With an Iron Pen: Twenty Years of Hebrew Protest Poetry

Edited by Tal Nitzan and Rachel Tzvia Back

The eighty-eight poems in With an Iron Pen, all originally written in Hebrew, offer a collective protest to the continuing Israeli occupation of the West Bank and Palestinian territories—“the sin of Judah,” which is written “with an iron pen, engraved with the point of a diamond on the tablet of their hearts” (Jeremiah 17:1). Including such preeminent voices as Yehuda Amichai, Aharon Shabtai, Dahlia Ravikovitch, Meir Wieseltier, and Natan Zach, the forty-two poets in this groundbreaking anthology represent the full range of contemporary Hebrew poetry. Together, they turn an unforgiving gaze on the occupation, speaking with rage, shame, sorrow, and despair at the continuing violence that has defined the lives of Palestinians and Israelis over the years and the hopelessness that has permeated both societies. The result is a collection of poems that are as important for their compelling poetic beauty as for their significant political accomplishment. The original Hebrew edition, published in 2005, received accolades in the Israeli press for its comprehensive collection of dissenting voices and for its daring and beautiful poetry. With an Iron Pen is a must read for all who seek a better understanding of the occupation and the wider conflict in the Middle East.

 

“These dissident Israeli voices, recognized and new, prophetic, raging, heartbroken, challenging, public and intimate, from the moral core of Jewish tradition,  have gone almost unheard in America until now. The lyrical range is impressive, the edition scholarly; this is a historic collection.”

Adrienne Rich

“Bearing the shame, grief, anger, and hopelessness over the seemingly endless brutality and disproportionate violence of the occupation, the poems assemble a collective protest in a stylistically diverse and beautiful manner … With an Iron Pen is a culmination of the evocative works of a growing minority demanding a serious examination of the moral core of Jewish tradition.

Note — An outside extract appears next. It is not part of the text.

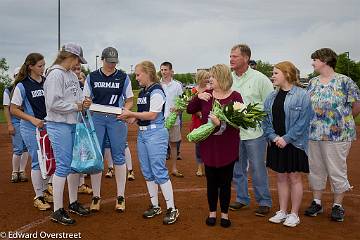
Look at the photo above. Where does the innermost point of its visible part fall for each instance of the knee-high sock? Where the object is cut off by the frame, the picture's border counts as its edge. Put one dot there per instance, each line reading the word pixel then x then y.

It is in these works that poetry becomes a rebellious act that asserts the right of readers and writers to question, protest and rise up.”

Outlook

With an Iron Pen … contains 88 poems by 42 poets, and only one or two offerings failed to enchant … [it] comes with a thoughtful introduction, in which the editors argue that it took 20 years after the ‘awful victory’ of the Six Day War for such protest poetry to become an identifiable genre.”

Jerusalem Report

“…a significant collection of protest poetry … This collection presents poetry as prophecy, in the sense of giving voice to counter-cultural ideas and crying out against injustice … the tone of the poems vary, but they work together as a whole, calling attention to questions, pain, and injustice.”

Jewish Book World

“…confronts profound literary questions for political poetry … With an Iron Pen is replete with powerful works by Israel’s finest poets.”